CyberIntegrator is a highly interactive exploratory scientific process management environment to support earth observatories and to address the many needs of scientific processes. The current implementation of Cyber-Integrator enables users (1) to browse registries of data, software tools and computational resources, (2) to create meta-workflows by example (step by step execution), (3) to re-use and re-purpose meta-workflows, (4) to execute meta-workflows locally or remotely, (5) to incorporate heterogeneous code executors and tools, and link them transparently, (6) to provide recommendations about workflow completion, (7) to search for data, tools and resources in registries, and (8) to support processing of streaming data and large size, out-of-core, data.

GeoLearn is designed to enable rapid processing of large size satellite remote sensing data available in HDF EOS format. It has been tested primarily with MODIS land-surface data products. Use and analysis of these datasets are at the heart of a variety of scientific investigations pertaining to the study of the interaction between land-surface and climate, and prediction of terrestrial hydrologic processes.

Image Provenance To Learn (IP2Learn) is a simulation framework that is designed for understanding preservation and reconstruction archival requirements for a class of decisions based on image inspection. IP2Learn allows users to analyze computational costs of information gathering as a function of information granularity and then assess the potential value of preserved information from decision process reconstructions.

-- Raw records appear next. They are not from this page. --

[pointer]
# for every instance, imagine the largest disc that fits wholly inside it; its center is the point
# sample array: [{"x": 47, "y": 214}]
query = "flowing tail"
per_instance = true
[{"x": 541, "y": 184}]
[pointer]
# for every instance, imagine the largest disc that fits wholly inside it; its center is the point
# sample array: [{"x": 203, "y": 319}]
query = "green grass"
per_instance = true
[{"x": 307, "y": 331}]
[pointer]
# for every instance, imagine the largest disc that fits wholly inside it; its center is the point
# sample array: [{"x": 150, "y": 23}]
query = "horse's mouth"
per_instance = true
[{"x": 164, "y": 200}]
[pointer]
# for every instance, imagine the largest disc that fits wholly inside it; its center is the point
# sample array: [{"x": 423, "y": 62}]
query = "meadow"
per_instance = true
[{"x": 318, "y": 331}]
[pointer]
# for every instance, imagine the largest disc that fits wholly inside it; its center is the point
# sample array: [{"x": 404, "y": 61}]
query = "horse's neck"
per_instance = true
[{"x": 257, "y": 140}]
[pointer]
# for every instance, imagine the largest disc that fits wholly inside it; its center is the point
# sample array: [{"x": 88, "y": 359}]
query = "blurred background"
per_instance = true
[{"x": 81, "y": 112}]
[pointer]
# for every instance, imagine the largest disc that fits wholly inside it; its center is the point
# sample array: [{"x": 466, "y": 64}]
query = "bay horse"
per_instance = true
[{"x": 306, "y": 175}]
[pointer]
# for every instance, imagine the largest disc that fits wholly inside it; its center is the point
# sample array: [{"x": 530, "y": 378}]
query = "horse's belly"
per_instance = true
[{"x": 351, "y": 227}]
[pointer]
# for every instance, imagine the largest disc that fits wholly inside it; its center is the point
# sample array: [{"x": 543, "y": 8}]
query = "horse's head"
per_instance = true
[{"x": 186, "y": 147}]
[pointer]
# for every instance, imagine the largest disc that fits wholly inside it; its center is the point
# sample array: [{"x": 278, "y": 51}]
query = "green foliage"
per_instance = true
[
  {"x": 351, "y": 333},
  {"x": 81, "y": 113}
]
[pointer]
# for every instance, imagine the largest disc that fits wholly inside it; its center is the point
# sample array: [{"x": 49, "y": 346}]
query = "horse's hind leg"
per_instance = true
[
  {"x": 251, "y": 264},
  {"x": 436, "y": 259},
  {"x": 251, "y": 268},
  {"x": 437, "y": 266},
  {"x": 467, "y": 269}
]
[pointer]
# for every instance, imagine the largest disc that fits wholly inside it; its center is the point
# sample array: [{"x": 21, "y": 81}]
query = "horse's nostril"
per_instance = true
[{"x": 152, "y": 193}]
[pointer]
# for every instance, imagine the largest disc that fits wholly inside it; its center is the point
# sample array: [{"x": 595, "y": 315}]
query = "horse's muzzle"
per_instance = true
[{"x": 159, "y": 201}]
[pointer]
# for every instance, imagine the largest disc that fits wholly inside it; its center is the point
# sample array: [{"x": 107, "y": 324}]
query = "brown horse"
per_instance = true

SP2Learn presents a framework for accurate estimation of geospatial models from sparse field measurements using image processing and machine learning. The goal is to improve our understanding of the underlying physical phenomena and increase the accuracy of geospatial models. A typical process of building a geospatial model includes interpolation of sparse field measurements, application of existing physics-based models, incorporation of spatial constraints using image processing techniques, exploration of auxiliary raster measurements using machine learning, and optimization of all algorithmic parameters in supervised, as well as, in unsupervised manner. SP2Learn allows users to explore the accuracy improvements when several image de-noising techniques with a decision tree machine learning technique are employed, and multiple remote sensing and terrestrial raster measurements are used. For example, we provide test data to illustrate how to incorporate and mine slope, soil type and proximity to water bodies for predicting groundwater recharge and discharge (R/D) rate models.